Zink explained that much of the asbestos currently in the HUB is located in floor tiling beneath carpets in the building. However, Zink noted that “one of the ways you can manage asbestos in place is through encapsulation,” explaining that because the asbestos tiling in the HUB is “encased in carpet, you’re fine.” Zink continued that there are situations in which asbestos “does not pose an issue to anyone.” Zink explained that asbestos abatement is done by external contractors if discovered by Facilities Management. However, the study noted that “without fail, each remediation project addressed since the study was completed have cost approximately double[d],” with the cost of the East College asbestos removal totalling 275 percent of what was expected.

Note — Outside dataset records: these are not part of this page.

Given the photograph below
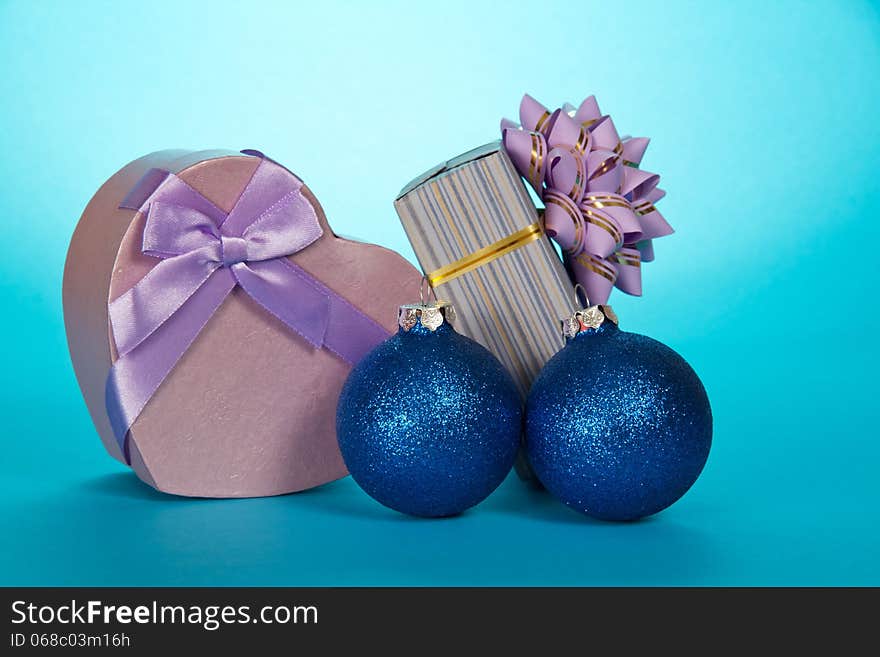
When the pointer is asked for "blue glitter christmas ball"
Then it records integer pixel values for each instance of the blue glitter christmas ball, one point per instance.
(618, 425)
(429, 422)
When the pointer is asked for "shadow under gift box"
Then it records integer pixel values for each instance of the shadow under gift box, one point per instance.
(249, 409)
(480, 241)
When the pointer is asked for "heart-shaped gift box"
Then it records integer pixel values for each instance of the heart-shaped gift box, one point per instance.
(248, 406)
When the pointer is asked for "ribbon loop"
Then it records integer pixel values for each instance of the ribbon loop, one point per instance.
(204, 254)
(233, 250)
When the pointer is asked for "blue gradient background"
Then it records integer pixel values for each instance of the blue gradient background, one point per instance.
(764, 126)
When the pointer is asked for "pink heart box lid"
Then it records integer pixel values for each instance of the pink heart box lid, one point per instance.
(253, 420)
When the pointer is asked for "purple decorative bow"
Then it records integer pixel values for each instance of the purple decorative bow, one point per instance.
(204, 254)
(599, 206)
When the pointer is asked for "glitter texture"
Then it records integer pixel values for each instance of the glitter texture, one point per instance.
(429, 422)
(618, 425)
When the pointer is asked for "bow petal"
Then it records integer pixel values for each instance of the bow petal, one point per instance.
(596, 275)
(533, 115)
(566, 132)
(599, 206)
(627, 262)
(567, 172)
(588, 112)
(604, 172)
(634, 150)
(563, 221)
(528, 152)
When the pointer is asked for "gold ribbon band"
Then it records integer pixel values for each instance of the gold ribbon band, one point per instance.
(486, 254)
(597, 267)
(645, 208)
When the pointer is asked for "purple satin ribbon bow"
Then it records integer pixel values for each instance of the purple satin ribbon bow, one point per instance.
(599, 206)
(204, 254)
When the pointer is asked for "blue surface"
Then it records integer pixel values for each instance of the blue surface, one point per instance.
(764, 126)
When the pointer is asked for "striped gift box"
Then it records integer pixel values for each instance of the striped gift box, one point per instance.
(479, 239)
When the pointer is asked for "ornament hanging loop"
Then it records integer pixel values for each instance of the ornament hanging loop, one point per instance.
(425, 283)
(577, 297)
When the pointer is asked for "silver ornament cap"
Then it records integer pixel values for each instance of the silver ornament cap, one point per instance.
(587, 318)
(431, 315)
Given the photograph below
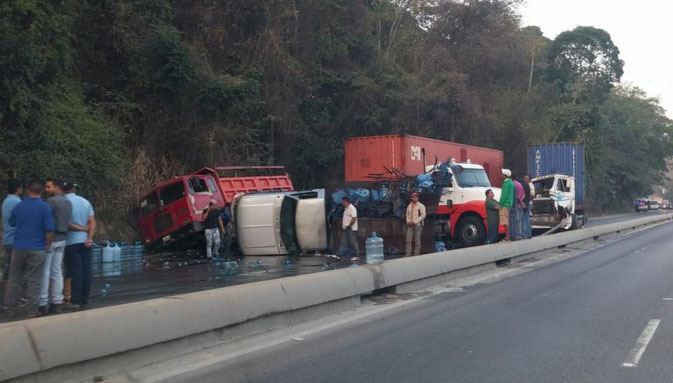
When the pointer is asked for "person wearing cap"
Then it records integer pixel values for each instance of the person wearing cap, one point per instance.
(415, 218)
(53, 271)
(213, 224)
(527, 228)
(492, 216)
(506, 202)
(79, 241)
(516, 213)
(349, 226)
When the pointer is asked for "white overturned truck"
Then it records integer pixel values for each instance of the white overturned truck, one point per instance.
(559, 177)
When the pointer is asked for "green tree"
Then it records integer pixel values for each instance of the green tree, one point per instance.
(585, 64)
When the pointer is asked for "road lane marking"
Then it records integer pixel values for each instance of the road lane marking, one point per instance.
(641, 344)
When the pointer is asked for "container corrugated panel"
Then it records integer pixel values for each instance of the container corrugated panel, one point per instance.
(568, 159)
(366, 157)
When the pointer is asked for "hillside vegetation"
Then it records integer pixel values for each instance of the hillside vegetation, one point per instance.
(121, 94)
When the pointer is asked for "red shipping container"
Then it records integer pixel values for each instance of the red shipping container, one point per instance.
(366, 158)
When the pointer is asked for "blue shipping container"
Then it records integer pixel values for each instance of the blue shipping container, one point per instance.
(565, 159)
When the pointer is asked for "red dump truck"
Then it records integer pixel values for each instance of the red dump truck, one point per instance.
(173, 210)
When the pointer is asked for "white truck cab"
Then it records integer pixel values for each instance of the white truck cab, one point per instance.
(554, 203)
(461, 211)
(469, 182)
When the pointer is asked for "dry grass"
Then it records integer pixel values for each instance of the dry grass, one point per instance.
(117, 208)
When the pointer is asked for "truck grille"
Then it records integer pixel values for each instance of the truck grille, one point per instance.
(162, 223)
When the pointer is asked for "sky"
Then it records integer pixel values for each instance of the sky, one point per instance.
(640, 29)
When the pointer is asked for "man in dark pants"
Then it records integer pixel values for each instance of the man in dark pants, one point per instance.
(34, 225)
(492, 216)
(349, 224)
(79, 240)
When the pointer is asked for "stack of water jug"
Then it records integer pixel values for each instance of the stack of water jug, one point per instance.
(115, 259)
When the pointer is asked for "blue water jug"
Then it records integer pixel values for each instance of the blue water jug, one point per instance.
(108, 253)
(374, 250)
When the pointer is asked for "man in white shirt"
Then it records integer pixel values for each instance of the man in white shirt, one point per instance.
(349, 235)
(415, 217)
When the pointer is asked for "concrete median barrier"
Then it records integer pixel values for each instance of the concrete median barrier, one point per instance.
(33, 349)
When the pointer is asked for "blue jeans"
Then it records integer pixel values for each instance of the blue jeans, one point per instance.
(78, 267)
(492, 236)
(349, 241)
(516, 222)
(527, 228)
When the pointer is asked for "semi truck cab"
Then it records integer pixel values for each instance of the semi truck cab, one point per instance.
(554, 203)
(461, 211)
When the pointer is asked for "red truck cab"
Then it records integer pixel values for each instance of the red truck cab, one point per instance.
(173, 211)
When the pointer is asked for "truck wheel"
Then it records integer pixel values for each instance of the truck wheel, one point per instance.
(577, 225)
(471, 231)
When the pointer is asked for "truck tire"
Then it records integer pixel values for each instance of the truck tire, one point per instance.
(471, 231)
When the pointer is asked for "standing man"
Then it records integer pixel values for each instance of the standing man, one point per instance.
(79, 240)
(530, 189)
(349, 224)
(34, 225)
(213, 224)
(516, 217)
(415, 218)
(492, 216)
(14, 192)
(53, 270)
(506, 202)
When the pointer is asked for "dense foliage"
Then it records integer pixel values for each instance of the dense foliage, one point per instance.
(87, 88)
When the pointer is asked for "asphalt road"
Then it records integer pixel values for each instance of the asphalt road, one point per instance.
(604, 316)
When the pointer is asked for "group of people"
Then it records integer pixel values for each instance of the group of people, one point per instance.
(39, 237)
(513, 210)
(414, 217)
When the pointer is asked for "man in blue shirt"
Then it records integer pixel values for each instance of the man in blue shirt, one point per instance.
(34, 232)
(14, 192)
(79, 240)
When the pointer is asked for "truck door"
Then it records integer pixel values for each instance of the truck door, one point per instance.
(171, 199)
(562, 193)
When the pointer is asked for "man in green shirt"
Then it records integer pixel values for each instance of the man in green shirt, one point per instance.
(492, 217)
(506, 201)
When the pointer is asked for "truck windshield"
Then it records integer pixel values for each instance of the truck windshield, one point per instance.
(470, 178)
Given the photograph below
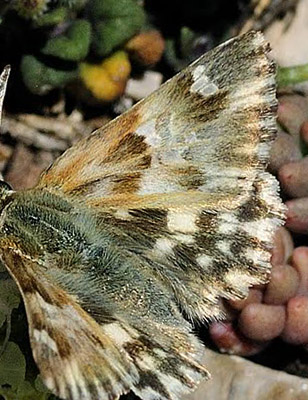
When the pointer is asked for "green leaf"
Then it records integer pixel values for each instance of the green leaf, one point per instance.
(40, 78)
(12, 366)
(114, 22)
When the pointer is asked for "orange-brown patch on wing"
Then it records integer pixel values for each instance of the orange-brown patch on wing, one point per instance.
(73, 168)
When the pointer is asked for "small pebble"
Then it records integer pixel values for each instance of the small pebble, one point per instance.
(284, 151)
(283, 247)
(292, 112)
(254, 296)
(297, 215)
(293, 178)
(229, 340)
(300, 263)
(282, 286)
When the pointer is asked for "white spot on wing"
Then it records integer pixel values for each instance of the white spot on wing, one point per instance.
(43, 337)
(164, 245)
(182, 221)
(202, 83)
(151, 135)
(204, 260)
(224, 247)
(122, 214)
(117, 333)
(227, 224)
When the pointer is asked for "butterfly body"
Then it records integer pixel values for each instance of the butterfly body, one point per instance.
(162, 212)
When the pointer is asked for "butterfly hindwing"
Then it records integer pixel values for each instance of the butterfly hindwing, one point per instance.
(87, 353)
(167, 207)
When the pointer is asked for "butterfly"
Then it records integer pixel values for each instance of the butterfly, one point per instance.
(144, 226)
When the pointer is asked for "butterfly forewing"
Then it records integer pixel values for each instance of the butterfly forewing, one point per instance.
(187, 164)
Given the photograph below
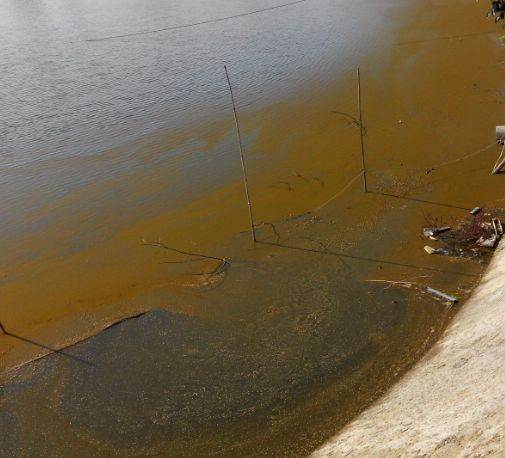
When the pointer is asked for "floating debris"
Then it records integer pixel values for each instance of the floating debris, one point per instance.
(489, 242)
(442, 295)
(497, 10)
(434, 231)
(431, 250)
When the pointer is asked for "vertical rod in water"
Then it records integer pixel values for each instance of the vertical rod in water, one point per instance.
(242, 160)
(361, 133)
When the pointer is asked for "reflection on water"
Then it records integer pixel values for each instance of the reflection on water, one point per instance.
(291, 341)
(64, 96)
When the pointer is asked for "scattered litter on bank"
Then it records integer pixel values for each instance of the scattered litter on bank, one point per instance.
(474, 238)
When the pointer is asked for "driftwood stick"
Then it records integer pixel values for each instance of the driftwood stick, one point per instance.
(499, 163)
(242, 160)
(361, 133)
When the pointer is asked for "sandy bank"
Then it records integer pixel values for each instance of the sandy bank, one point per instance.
(453, 402)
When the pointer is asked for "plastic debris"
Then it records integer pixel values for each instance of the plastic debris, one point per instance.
(488, 242)
(442, 295)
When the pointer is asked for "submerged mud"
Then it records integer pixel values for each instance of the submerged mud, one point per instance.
(281, 349)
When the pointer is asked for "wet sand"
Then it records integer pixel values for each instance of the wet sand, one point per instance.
(310, 330)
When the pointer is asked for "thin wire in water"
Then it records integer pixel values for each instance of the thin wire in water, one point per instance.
(194, 24)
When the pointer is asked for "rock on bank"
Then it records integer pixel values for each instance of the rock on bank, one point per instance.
(452, 403)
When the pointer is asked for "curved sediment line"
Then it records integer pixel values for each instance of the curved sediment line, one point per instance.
(453, 401)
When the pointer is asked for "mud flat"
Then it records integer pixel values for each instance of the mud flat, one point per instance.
(453, 402)
(293, 340)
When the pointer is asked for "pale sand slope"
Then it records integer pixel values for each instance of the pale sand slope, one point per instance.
(452, 404)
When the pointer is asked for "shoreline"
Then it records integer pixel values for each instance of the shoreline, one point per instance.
(452, 403)
(384, 245)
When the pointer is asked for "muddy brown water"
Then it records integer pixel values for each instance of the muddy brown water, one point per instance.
(271, 356)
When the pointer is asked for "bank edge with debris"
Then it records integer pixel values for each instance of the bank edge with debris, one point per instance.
(453, 402)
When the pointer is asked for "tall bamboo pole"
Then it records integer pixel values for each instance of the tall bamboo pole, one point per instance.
(242, 160)
(361, 133)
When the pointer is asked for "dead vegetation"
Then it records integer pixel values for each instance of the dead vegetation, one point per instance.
(475, 237)
(217, 274)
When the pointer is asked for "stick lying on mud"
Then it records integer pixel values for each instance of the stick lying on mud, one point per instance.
(244, 172)
(412, 285)
(223, 262)
(361, 133)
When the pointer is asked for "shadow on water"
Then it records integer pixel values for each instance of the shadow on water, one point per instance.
(45, 347)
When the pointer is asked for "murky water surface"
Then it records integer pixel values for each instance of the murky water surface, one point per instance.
(116, 151)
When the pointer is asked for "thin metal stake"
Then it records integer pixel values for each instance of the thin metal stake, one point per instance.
(239, 139)
(361, 133)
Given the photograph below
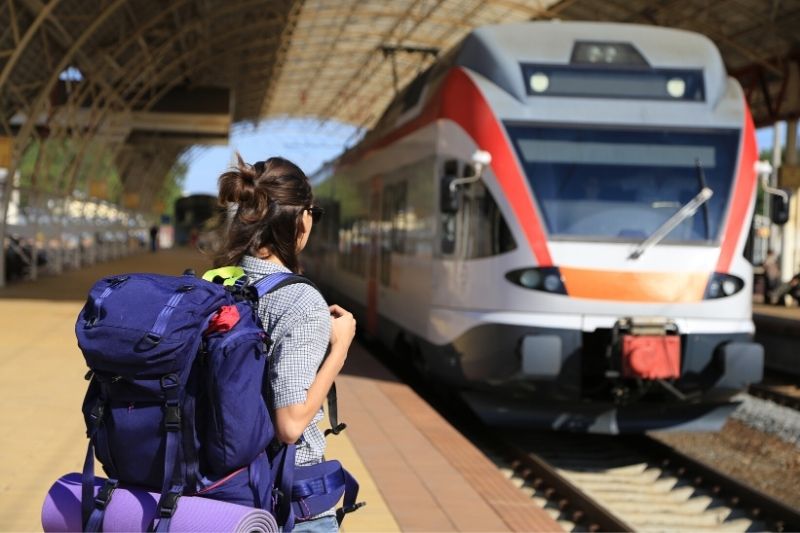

Zink noted however that college projects include contingency budgets to deal with such cost overruns. For the HUB, “people are pretty clear on what time period it was built in,” Zink added, “there are a lot of buildings from that time period in our inventory.”

“I don’t want to minimize this as an issue. It is a concerning subject,” Zink noted, however “we’ve identified the issues and the totality of the issue and I think the college has tried to manage this on a holistic level,” she said. Zink noted that the college has already dealt with many high priority asbestos abatements, and seeks to incorporate other abatements into future projects. Much of the remaining asbestos currently forms “the wrapping on pipes” and in some buildings, “it’s behind the walls, it is essentially encapsulated, so there is no risk.” Zink explained that the college has not acted to remove asbestos in these locations because, “the cost to abate something like that, why, why would we go about doing that sort of invasive project without really good reason? There’s really no benefit in doing it.”

The costliest building for asbestos remediation identified by the study is Allison Hall. Zink explained in a separate email that remediating asbestos from the roof of the Great Hall alone is expected to cost $300,000 to $400,000, compared to the $342,567 spent on the East College renovation and $349,000 spent on mold remediation between 2016 and 2018. The study noted that, for the mold issues, “no insurance claims submitted because we are consciously absorbing cost in order to minimize impact to insurance premiums and preserve our ability to be able to secure pollution insurance.”

“On an annual basis we address hazardous materials projects as part of our asset renewal process” added Vice President of Finance & Administration Bronté Burleigh-Jones, “these projects have not been impacted by any of the recent budget adjustments because they are included in $3.75 [million] allocated for asset renewal each year.”

“It’s been made clear is something the college would like to do,” Vasold noted “We know things need to be addressed.”